Finally. After all the trouble I’ve had trying to scale BLAST, running out of disk space, database accounting irregularities and investigating an archive_exception, we have data.

Thanks to the incredible speed of rapsearch, what I’ve been trying to accomplish over the past few months with BLAST has been done in mere hours without the hassle of database or contig sharding. Quantifying the accuracy of rapsearch is still something our team is working on, but Tom’s initial results suggest comparable performance to BLAST. For the time being at least, it means I can get things done.

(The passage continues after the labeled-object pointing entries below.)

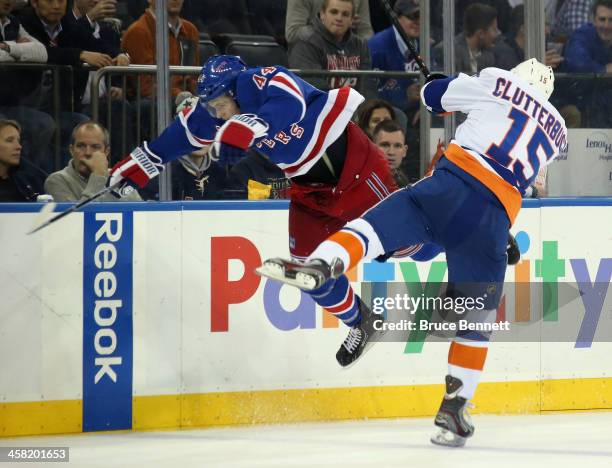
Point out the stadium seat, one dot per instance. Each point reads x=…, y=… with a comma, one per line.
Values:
x=206, y=49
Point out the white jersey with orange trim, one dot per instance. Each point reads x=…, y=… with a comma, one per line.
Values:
x=511, y=130
x=302, y=120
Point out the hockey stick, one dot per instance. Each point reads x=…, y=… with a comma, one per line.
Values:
x=413, y=52
x=49, y=207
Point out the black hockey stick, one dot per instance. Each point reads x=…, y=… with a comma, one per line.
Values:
x=413, y=52
x=51, y=206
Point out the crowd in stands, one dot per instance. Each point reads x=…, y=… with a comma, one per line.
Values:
x=60, y=151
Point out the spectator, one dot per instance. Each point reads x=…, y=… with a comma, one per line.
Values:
x=473, y=46
x=97, y=18
x=572, y=15
x=139, y=43
x=390, y=137
x=329, y=44
x=390, y=53
x=255, y=177
x=589, y=49
x=302, y=13
x=510, y=51
x=372, y=112
x=87, y=171
x=16, y=45
x=66, y=44
x=17, y=183
x=194, y=177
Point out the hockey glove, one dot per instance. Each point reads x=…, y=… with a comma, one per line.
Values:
x=134, y=171
x=185, y=100
x=235, y=136
x=512, y=250
x=435, y=76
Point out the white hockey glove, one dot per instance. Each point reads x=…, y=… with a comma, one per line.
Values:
x=185, y=100
x=235, y=136
x=134, y=171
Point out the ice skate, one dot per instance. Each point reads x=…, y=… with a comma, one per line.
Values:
x=453, y=420
x=307, y=276
x=361, y=337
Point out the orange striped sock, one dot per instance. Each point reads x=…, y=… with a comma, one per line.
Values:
x=466, y=362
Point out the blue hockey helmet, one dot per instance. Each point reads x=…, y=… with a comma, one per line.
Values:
x=218, y=76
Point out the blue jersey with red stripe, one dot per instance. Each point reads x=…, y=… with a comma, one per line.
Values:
x=303, y=120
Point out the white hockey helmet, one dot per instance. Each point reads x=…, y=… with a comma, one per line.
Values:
x=537, y=74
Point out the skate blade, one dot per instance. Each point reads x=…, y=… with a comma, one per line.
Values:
x=446, y=438
x=294, y=278
x=369, y=345
x=46, y=212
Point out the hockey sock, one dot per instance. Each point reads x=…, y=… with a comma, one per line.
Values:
x=338, y=298
x=466, y=359
x=356, y=241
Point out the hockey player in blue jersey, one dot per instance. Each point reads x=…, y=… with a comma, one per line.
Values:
x=465, y=206
x=337, y=173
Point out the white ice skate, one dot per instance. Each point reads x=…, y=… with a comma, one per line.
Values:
x=307, y=276
x=453, y=420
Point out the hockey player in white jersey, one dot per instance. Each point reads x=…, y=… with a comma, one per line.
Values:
x=466, y=206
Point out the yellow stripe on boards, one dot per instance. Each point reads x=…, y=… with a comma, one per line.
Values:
x=324, y=404
x=41, y=417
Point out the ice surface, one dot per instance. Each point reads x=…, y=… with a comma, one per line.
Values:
x=575, y=439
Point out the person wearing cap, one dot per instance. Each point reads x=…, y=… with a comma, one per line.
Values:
x=301, y=13
x=390, y=53
x=330, y=44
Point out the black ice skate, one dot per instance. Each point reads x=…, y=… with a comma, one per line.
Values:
x=453, y=420
x=307, y=276
x=361, y=337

As previously described, I extracted bacterial, archaeal and fungal associated hydrolases from both the SwissProt (manually curated) and TrEMBL (automatically annotated) databases. The tables below summarise the number of “raw” hits from rapsearch, the number of hits remaining after discarding hits with a bitscore of less than 40¹, followed by the hits remaining after selecting for the “best” hit for cases where hits overlap by 100bp² or more.

SwissProt

Taxa	Raw SP	Bitscore Filter	Overlap Filter
Bacteria [2]	127,403	58,715	1,649
Archaea [2157]	17,141	2,326	341
Fungi [4751]	78,083	34,180	3,222
Total	222,627	95,221 (42.77%)	5,212 (5.47%, Raw:2.34%)

TrEMBL

Taxa	Raw TR	Bitscore Filter	Overlap Filter
Bacteria [2]	683,307	392,791	6,810
Archaea [2157]	79,738	34,950	1,486
Fungi [4751]	345,160	190,936	7,379
Total	1,108,205	618,677 (55.83%)	15,675 (2.53%, Raw:1.41%)

Merged

Taxa	Raw All	Bitscore Filter	Overlap Filter
All	1,330,832	713,898 (53.64%)	12,194 (1.71%, Raw:0.92%)

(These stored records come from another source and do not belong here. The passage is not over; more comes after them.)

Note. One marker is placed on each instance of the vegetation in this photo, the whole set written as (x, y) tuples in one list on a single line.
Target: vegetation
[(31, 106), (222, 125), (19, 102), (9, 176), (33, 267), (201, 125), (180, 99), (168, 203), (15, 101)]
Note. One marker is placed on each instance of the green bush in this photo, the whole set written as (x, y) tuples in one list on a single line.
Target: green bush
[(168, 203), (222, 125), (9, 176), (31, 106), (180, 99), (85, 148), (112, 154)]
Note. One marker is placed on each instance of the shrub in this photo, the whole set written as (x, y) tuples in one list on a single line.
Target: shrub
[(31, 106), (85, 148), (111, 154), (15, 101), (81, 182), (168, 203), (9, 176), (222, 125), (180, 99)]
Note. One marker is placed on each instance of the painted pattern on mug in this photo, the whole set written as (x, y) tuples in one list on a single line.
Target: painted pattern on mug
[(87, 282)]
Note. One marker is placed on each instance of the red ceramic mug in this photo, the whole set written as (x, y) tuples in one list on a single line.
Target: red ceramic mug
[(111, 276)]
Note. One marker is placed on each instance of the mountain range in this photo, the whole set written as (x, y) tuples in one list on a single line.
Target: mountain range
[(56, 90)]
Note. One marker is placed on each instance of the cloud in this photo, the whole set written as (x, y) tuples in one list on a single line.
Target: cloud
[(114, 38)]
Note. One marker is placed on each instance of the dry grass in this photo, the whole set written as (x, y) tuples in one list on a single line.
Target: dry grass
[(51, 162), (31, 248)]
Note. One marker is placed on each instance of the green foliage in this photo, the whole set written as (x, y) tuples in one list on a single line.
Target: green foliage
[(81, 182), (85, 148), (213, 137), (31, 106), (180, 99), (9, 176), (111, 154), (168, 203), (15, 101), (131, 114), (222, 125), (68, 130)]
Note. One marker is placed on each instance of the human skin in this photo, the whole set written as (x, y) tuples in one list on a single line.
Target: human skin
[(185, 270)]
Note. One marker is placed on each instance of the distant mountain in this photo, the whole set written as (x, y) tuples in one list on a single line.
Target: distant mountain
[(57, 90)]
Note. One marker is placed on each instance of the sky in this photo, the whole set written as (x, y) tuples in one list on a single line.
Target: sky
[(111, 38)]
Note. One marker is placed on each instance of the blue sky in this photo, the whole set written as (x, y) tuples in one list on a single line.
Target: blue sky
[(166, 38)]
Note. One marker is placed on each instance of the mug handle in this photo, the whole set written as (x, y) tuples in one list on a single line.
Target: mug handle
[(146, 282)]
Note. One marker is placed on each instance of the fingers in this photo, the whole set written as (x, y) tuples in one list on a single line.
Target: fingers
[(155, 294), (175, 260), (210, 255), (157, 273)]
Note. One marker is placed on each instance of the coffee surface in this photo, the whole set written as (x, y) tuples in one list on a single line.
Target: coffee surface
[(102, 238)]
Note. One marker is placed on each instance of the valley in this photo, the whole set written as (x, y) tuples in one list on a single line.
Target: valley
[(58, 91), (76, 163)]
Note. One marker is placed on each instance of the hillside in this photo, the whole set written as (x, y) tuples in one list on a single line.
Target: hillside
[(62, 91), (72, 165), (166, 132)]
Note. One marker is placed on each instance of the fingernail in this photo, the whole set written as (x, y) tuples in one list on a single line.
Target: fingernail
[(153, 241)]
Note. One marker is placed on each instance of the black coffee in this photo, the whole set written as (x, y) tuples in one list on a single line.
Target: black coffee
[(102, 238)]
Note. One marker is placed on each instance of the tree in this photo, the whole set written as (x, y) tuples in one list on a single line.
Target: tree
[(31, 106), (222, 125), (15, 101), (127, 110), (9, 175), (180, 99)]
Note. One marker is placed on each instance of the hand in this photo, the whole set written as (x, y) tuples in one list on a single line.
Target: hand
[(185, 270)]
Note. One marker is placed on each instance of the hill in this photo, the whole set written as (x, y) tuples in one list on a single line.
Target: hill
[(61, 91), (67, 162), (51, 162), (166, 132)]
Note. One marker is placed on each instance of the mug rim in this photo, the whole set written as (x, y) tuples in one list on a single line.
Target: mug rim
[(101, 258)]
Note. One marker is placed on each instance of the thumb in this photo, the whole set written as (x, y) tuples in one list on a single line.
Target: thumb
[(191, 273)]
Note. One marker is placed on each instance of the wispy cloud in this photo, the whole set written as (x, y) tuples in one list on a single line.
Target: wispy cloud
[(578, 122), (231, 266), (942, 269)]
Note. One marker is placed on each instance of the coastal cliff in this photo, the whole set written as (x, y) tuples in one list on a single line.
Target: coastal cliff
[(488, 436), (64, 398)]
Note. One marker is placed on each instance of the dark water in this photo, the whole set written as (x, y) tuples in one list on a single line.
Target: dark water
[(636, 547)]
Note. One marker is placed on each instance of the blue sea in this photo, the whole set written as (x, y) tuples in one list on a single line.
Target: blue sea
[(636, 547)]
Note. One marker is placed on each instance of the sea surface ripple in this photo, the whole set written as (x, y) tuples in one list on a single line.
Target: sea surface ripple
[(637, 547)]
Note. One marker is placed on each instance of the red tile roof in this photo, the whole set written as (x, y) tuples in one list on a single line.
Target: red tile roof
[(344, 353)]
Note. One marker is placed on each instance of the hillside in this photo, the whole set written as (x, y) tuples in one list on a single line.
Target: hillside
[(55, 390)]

Initially, I had merged all the hits from both databases and all three taxa together to create a super-hit list; yielding just over 12k reasonable quality (>=40) hits to play with after both filtering steps. However, I became concerned with what I coin overlap loss: a significant number of hits were discarded in overlapping regions. 94.53% and 97.47% of our bitscore filtered hits were lost by overlap for SwissProt and TrEMBL lines respectively!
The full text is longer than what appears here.